“Next time, I’d like some herbs in mine.”
That’s what I think I heard my boss mumble over the symphony of oohing, aahing, lipsmacking and marriage proposals emanating from a group of my co-workers who were huddled around my friend’s cubicle, snacking on a small button of chevre that I’d brought in for them yesterday.
My co-workers love cheese as much, if not more, than the general human population, but they wouldn’t go this gaga over just any goat cheese I’d purchased from the Greenmarket. No, I’d brought in some of the chevre the Boy and I had made last weekend.
It was nice to bask in their praise. My job is pivotal, but oftentimes thankless. If I do it right, no one should ever have to think about me, but when something goes wrong, wham, there I am, directly in the line of fire. So it was nice to bask in their adoration for a few minutes, especially since it was barely warranted.
How could my well-earned moment of idolatry be unwarranted? Because making chevre is so easy. The hardest part is finding the milk.
I started with my favorite goat cheese lady at the Greenmarket, but alas, the state of New York has a set of prohibitively expensive regulations that forbids her and many other small goat farmers to bottle their milk. I guess that’s why you see so many people selling goat’s cheeses and products at the greenmarkets, but no milk. Sigh.
I finally tracked down some half-gallons at Whole Foods. Each one was about $7, but one jug made more than a pound of cheese. If a 4 oz. Medallion of Coach Farm’s chevre is $6 at Fresh Direct, and there’s 16 ozs. in a pound, that’s $24, subtract the price of the milk and $1 for the culture packet, and… What? Hello! A savings of $16! I’d say that’s a good result!
So, if making your own goat’s cheese is both cost effective and easy, why does no one tell us this when we first earn our foodie stripes? Bah! It’s a conspiracy I tell you! If they let on to how easy it is we’d never pay a premium for it.
So, how easy is it to make your own chevre? Allow me to explain.
Once the milk was procured, it rode the subway home with me, where one half gallon was dumped immediately into a large non-reactive pot and brought up to 86°F. We added a packet of starter culture, stirred well and then poured the inoculated milk into a Tupperwear container that it sat in overnight and got all good and goaty. The next morning we strained the curds, let them drip for a few hours, salted them and packed the cheese into molds. And then we were done.
Et voila, that’s it. That’s all there is to making chevre at home!
With the other half-gallon I made some goat’s milk feta. This was a little more complicated (but not much) and is still brining in the fridge. I did learn one very important lesson while making my feta. If you make your own cheese and use rennet, do not use municipal water supply water to dissolve the rennet. It will kill it. I found this out the hard way.

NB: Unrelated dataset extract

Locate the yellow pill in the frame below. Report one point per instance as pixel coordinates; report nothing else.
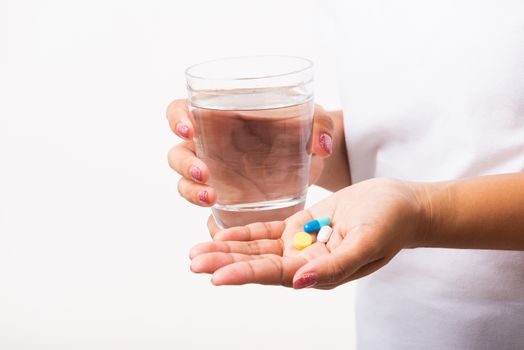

Now you have been warned.
Yep, getting the mail out of the mailbox is more strenuous than making goat cheese!
Sure there’s some more complicated ones in our future, like a fresh French style cheese that needs a starter culture that must be cultivated, much like a poolish. Aside from time and the need to, say, maybe purchase a mini wine fridge in which to age cheeses and a few packets of mold, making cheese at home is silly easy and easy on the wallet.
The preconception that making your own cheese is difficult and expensive must be another one of those myths hoisted upon us by the agribusiness giants. They’ve convinced us that making bread takes too much time and isn’t worth it (wrong), and that beans from cans are easier and better (wrong), and that couscous is supposed to be sticky and gross (wrong), and that biscuits are supposed to pop out of a cardboard tube (so very wrong) and that cheese should be bright orange and individually wrapped. Wrongwrongwrongwrongwrong.
Commodities prices are skyrocketing due to a complicated, global game of Risk that’s inflating the prices of commercially manufactured milk, cereal and bread. Heck, it’s gotten so bad that the Italians have called for a pasta strike. But the price of milk from a cow, sheep or goat that grazes on grass probably hasn’t gone up a dollar.
So get out there my fellow foodies! Do your part to fight global warming, our dependence on Middle Eastern oil and support a local farmer all in one fell swoop. Make your own cheese!
P.S. Sorry the pictures aren’t better, cheese is really hard to photograph.